Оказалось, ещё неделю назад, когда направлялась она вечером в заводскую столовую в Северном посёлке и несла газетный свёрток, в котором хлеб и кошелёк с деньгами и всеми продовольственными карточками, подскочил к ней сзади какой-то парень и, выхватив драгоценный свёрток, убежал. Рассказать об этом горе на работе Марина постеснялась. Знала, что все и так голодают, а тут ещё она со своими проблемами. Решила, что оставшиеся до выдачи новых карточек десять дней уж как-нибудь выдержит. Марину недавно мобилизовали на 32-й завод из далёкой деревушки в Лальском районе, в Кирове родни у неё не имелось. Два дня продержалась она на припасённых сухариках, а потом есть стало нечего. На пятый день без еды и грохнулась девушка в голодный обморок.

Узнавший об этом Малышев сразу выдал талон дополнительного питания. Ребята сбегали, приволокли из столовки тарелку жидкой каши и 200-граммовую пайку хлеба и начали кормить Марину.

– Только сразу всё ей съесть не давайте, а то плохо станет, желудок-то ейный отвык, – предупредил знающий это по собственному опыту Витёк. – Три ложки, и хватит, а через час-другой можно и всё остальное.

Ребята сделали Марине выговор за то, что сразу им всё не рассказала; да и в милицию стоило обратиться, чтобы преступника поймать. А оставшиеся до выдачи карточек дни подкармливали девушку кто чем мог; в результате получалось, что кушала она даже больше, чем обычно.

Но зато, когда, получив от дочери письмо, приехала из деревни к Марине мама и привезла хлеб, молоко и даже пирог с рыбой – благодарная девушка притащила всё это на телефонку и устроила ребятам пир!

***

Воскресным тёплым вечером возвращался Витёк домой из барака заводского клуба. Это был тот очень редкий вечер, когда показывали кино. В клубе завода № 32 имелся лишь один кинопроектор вместо нужных двух. По причине этого фильмы, каждый из которых был записан на нескольких катушках киноплёнки, шли с перерывами. А фильм в тот раз показывали – что надо! Одно название чего стоит: «В 6 часов вечера после войны»! Эх, когда же настанет это самое «после войны»? А в голове всё крутились слова песни из кинофильма:

Артиллеристы, Сталин дал приказ!

Артиллеристы, зовет Отчизна нас!

Из тысяч грозных батарей

За слезы наших матерей,

За нашу Родину – огонь! Огонь!

Витька перепрыгивал лужи и вспоминал Варю. Да и как не вспомнить! Ведь главная героиня фильма так на неё похожа, да и имя у неё то же – Варя. Вспомнилось, как пригласила его красавица на танец в этом самом клубе. «Понятное дело, – думал с горечью Витька, – здесь в тылу мужчин почти не осталось, вот и позвала его Варя. А на фронте, там всё по-другому. Наверняка ей там офицеры проходу не дают, вон они в фильме-то какие красавцы! Есть ей теперь с кем потанцевать. Да и глупо ему, Витьке на что-то надеяться».

На душе стало как-то особенно грустно. Навстречу ему попался Толян. Он стрельнул у Витьки табачку и ребята, усевшись на лавочку, скрутили цигарки.

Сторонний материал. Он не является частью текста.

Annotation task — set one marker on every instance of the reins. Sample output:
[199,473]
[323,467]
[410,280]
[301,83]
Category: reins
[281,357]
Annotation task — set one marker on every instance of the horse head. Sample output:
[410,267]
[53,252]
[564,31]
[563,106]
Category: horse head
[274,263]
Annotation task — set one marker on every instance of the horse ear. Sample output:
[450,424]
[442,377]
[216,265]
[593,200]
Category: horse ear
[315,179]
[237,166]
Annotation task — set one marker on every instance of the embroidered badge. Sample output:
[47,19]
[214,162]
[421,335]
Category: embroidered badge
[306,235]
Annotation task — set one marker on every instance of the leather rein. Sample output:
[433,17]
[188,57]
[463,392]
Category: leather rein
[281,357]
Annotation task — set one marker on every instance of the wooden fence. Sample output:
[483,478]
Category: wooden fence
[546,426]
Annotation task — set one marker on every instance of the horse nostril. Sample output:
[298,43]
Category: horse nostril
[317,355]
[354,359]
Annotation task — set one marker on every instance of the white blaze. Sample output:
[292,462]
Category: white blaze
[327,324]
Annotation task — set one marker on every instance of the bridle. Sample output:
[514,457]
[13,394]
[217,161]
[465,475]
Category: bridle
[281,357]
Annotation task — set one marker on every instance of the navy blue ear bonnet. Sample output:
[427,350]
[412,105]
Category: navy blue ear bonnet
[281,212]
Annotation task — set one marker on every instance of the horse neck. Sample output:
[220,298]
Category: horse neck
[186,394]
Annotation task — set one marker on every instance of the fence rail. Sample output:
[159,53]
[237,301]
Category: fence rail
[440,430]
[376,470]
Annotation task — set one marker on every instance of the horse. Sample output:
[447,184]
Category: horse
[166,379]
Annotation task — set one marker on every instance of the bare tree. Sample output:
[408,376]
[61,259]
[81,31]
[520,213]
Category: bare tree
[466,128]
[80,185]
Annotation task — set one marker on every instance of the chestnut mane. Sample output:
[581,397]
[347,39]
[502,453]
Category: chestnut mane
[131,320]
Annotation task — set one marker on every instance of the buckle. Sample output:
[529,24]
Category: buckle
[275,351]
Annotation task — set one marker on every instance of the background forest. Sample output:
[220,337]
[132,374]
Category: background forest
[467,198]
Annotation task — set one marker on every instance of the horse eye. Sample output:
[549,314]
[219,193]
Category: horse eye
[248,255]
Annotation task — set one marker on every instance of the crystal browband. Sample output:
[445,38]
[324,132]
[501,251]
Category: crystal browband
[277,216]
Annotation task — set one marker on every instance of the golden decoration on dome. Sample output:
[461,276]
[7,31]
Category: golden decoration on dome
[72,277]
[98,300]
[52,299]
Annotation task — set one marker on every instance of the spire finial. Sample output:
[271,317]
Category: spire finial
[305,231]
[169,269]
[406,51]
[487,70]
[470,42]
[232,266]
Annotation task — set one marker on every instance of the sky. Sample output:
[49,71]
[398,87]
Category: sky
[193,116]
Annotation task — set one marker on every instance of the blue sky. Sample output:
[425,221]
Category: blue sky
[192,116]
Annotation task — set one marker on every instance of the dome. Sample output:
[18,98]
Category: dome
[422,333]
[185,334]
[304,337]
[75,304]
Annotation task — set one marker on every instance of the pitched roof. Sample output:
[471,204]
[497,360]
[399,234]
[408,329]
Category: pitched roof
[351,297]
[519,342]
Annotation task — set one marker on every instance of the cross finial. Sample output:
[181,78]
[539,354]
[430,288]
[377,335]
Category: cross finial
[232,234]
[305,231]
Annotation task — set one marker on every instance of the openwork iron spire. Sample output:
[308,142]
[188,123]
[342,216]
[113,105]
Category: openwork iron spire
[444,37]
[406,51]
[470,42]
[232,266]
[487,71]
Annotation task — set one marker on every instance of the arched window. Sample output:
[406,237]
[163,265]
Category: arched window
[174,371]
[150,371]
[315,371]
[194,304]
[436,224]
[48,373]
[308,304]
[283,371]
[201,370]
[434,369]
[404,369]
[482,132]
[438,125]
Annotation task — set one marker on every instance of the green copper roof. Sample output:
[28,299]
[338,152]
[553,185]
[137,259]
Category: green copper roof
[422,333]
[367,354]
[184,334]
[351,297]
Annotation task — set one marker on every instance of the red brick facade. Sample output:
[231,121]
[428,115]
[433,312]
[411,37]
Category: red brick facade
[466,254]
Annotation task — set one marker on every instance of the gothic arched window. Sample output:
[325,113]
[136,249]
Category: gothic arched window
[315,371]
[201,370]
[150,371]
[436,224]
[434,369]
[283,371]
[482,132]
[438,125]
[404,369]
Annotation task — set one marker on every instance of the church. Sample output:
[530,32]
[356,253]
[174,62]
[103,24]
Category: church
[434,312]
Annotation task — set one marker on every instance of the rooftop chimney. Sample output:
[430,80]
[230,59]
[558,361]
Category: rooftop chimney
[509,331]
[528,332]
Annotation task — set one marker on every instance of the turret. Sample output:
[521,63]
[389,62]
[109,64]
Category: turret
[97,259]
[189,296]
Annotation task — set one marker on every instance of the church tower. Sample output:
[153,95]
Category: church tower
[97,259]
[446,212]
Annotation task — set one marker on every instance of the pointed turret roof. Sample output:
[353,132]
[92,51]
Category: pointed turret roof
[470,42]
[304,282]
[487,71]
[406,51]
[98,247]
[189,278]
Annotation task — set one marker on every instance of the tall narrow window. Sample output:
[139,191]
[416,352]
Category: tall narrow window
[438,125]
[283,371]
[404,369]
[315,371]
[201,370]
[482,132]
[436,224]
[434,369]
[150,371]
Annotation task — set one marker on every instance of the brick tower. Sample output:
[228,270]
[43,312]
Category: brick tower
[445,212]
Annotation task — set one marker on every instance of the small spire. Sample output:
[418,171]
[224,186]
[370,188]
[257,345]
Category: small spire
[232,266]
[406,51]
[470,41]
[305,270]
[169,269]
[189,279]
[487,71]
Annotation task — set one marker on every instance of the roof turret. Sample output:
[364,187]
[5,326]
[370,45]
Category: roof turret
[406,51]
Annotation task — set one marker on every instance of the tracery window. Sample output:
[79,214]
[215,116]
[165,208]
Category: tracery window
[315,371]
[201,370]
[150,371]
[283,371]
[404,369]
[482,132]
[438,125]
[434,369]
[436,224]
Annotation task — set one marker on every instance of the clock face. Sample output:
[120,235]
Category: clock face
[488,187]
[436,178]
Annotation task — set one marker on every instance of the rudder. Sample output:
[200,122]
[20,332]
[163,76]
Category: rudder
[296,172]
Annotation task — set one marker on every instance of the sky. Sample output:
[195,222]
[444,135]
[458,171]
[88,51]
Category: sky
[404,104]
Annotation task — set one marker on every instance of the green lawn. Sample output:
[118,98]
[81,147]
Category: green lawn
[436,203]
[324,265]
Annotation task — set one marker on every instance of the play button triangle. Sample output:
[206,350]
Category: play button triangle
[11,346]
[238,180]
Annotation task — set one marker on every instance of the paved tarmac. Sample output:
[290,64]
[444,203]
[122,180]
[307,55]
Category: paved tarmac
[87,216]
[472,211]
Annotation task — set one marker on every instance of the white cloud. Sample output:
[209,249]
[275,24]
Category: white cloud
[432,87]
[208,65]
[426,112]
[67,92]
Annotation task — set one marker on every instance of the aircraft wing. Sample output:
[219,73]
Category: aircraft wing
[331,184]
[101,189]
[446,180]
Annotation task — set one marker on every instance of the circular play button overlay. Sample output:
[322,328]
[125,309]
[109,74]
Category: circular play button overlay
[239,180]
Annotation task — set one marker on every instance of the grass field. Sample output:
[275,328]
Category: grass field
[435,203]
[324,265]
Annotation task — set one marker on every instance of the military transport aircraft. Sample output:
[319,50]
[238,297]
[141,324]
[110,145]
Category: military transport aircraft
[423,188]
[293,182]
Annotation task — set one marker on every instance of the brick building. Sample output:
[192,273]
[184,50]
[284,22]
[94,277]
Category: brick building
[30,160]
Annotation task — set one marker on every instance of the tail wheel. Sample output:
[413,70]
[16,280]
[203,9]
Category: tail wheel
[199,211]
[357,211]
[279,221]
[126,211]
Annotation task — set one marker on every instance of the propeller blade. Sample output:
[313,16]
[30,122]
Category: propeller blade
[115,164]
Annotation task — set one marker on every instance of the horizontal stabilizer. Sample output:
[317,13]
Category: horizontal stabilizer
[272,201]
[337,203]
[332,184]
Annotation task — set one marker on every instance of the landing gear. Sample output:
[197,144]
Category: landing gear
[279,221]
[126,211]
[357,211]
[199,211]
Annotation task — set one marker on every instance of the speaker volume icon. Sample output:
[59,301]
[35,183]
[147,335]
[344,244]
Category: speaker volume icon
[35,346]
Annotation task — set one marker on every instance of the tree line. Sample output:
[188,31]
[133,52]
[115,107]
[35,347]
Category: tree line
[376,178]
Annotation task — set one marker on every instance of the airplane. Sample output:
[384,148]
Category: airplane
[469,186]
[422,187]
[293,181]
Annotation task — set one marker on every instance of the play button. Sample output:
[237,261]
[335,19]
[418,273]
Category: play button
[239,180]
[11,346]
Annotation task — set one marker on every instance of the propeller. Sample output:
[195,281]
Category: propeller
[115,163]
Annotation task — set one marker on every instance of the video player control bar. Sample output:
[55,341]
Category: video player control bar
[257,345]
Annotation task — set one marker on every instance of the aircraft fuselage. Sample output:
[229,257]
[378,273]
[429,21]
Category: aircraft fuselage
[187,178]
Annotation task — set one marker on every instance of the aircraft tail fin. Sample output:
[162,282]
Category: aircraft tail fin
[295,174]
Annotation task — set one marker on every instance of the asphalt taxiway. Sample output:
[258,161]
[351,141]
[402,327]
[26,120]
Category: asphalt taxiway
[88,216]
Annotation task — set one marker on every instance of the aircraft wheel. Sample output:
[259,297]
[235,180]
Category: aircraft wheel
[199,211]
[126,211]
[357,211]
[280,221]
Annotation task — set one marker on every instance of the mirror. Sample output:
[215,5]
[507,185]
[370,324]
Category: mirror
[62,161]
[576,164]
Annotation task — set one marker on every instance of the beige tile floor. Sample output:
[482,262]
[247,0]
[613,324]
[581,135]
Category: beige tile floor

– Что грустишь, Витюха? Из-за Вари, поди? – спросил приятель.

– Вот ещё, с чего бы? – встрепенулся Витька, удивляясь про себя: «Неужели это так заметно?»

– Так ты что же, не слыхал, что ли? – взглянул вопросительно Толька. – Убили Варю.

– Как?!.. – только и смог вымолвить, задыхаясь, Витёк. Он поперхнулся. Ядовитый табачный дым колом встал в горле. Мальчишка что есть мочи зажмурился, чтобы не выскочили слёзы. На миг Варя представилась ему как наяву. Вспомнились её последние к нему слова: «Хоть бы ты курить бросил, Вить. Глаза у тебя голубые, как небо в погожий день, а если курить не бросишь – потемнеют». С ненавистью швырнул Витька в грязь дымящуюся самокрутку, растоптал её сапогом.

 

– Ты чего так? – удивился Толян.

– Не курю я больше, хватит! – ответил Витёк и, не стыдясь уже слёз, поднял на товарища свои светлые глаза.

16Du ist Schweine! (нем.) – Ты свинья! Самое оскорбительное выражение у немцев.